Here is an example of installing the mysql-client
CLI, connecting to a MySql instance, creating a new database and user and granting all permissions on the database to the new User.
# install mysql-client
sudo apt install mysql-client cli
mysql -u phpuser -p -h host -P port
# default status should be -ssl-mode=ENABLED
mysql> status
mysql> CREATE DATABASE myappdatabase;
mysql> CREATE USER 'phpuser'@'%' IDENTIFIED WITH mysql_native_password BY 'mysqlpassword';
mysql> GRANT ALL PRIVILEGES ON myappdatabase.* TO 'phpuser'@'%';
mysql> exit
Instructions for using the mysql-client are listed at how-to-set-up-a-scalable-laravel-6-application-using-managed-databases-and-object-storage
Using mysql-shell cli
mysql-shell
commands are the superset of mysql-client
commands and support interacting with MySql in SQL, Python and Javascript.

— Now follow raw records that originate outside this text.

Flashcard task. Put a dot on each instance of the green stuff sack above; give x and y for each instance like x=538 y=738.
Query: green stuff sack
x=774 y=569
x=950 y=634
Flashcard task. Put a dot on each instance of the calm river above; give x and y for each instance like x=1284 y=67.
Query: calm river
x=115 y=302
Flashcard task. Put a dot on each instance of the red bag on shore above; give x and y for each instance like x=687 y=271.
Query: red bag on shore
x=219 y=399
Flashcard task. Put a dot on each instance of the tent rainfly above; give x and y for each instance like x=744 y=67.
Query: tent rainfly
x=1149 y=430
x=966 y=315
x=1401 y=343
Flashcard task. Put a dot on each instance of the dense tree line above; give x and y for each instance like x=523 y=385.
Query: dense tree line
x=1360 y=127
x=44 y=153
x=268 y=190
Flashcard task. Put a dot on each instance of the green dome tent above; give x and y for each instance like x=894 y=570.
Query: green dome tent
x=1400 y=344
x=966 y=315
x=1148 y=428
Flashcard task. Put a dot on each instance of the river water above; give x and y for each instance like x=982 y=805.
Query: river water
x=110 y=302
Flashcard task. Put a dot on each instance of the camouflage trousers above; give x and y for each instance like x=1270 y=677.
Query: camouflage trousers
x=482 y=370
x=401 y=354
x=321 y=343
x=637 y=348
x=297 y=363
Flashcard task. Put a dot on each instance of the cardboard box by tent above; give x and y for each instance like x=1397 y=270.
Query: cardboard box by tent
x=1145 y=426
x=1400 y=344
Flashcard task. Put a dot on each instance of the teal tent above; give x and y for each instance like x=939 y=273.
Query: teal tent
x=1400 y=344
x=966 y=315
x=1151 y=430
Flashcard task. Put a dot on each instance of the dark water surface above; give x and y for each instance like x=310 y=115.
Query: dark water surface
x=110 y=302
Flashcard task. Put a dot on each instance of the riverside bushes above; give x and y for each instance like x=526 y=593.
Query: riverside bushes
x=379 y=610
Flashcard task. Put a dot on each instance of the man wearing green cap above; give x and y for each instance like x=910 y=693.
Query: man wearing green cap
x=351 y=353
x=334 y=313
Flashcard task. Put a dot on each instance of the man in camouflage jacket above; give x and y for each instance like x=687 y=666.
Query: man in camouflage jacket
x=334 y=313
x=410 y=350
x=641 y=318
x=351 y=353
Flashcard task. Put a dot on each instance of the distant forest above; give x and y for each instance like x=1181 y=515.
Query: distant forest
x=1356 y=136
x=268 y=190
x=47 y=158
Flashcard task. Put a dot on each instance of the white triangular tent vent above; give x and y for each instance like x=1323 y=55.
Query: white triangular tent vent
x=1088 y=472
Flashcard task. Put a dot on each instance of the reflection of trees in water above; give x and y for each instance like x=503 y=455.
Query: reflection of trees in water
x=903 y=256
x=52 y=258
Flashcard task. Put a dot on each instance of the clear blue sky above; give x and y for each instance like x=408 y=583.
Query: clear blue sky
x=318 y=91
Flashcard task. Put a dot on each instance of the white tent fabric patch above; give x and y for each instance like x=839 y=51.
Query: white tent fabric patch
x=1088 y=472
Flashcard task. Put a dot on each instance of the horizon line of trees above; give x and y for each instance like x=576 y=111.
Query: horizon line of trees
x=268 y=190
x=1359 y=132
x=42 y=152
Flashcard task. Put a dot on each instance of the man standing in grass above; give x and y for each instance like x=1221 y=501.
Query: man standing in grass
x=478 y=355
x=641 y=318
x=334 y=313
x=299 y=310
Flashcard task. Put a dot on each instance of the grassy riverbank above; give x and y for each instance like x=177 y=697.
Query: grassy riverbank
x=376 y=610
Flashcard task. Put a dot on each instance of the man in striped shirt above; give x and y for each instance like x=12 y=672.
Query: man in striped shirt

Here is an example of installing mysql-shell
CLI, connecting to MySql in SQL language mode, creating a new database and user and granting all permissions on the database to the new User.
# install mysql-shell cli
sudo apt install mysql-shell
# connect to database and alter USER for php app that will connect
# to managed database
# use the --sql flag do indicate the language we will use
mysqlsh -u phpuser -p -h host -P port --sql
mysql> status
mysql> CREATE DATABASE myappdatabase;
# for PHP to connect we need ti use mysql_native_password plugin
# phpuser is the user laravel\php-fpm runs under
# when creating a new user via cli
mysql> CREATE USER 'phpuser'@'%' IDENTIFIED WITH mysql_native_password BY 'mysqlpassword';
mysql> GRANT ALL PRIVILEGES ON myappdatabase.* TO 'phpuser'@'%';
exit
Instructions for using the mysql-shell are listed at from how-to-connect-to-managed-database-ubuntu-18-04
Connecting to MySql with SSL mode
By default the MySql clients connect with MySQL in SSL mode because the Managed MySQL is configured with SSL enabled setup:
# connect
mysql -u phpuser -p -h host
# check the status
mysql> status
In order to disable that we can turn off SSL mode when connecting:
# connect
mysql -u phpuser -p -h host –ssl-mode=disabled
# check the status
mysql> status
Note: trying to connect with –ssl-mode=disabled may be rejected by the managed MySQL server
The following links provide more details:
ssl-client-key-certificate-for-managed-mysql-database
how-to-configure-ssl-tls-for-mysql-on-ubuntu-18-04
using-encrypted-connections-client-side-configuration
mysql-shell-encrypted-connections
Laravel Managed MySql SSL connection settings
Note: This setup is for running Laravel locally. When running in production we don’t need to configure ssl mode to connect to the Managed MySql instance
In order to enable Laravel to use SSL mode when connecting to MySQl we need to perdorm the following:
First we add the following we can settings to the .env
file:
SSL_MODE=required
MYSQL_ATTR_SSL_CA="/full/path/to/ca-certifcate.crt"
Note:
ca-certifcate.crt
can be downloaded from the Managed database configuration. see ssl-client-key-certificate-for-managed-mysql-database
Then we add the ‘ssl_mode’ configuration to the config/database.php
file, within the mysql
configuration block:
'ssl_mode' => env('SSL_MODE'),
To cache the new configuration run:
php artisan config:cache
More info about the Laravel MySql SSL settings:
From digital-ocean-managed-databases
mysql-connection-over-ssl-with-laravel
Restricting access to managed MySQL database
While SSL secures the data transmitted to and from the MySQL database, it does not restrict who can connect to the database.
The Managed MySQL database allows restricting network access based on client IP Address and VPC (Virtual Private Cloud) settings that can be configured via the DigitalOcean console or API.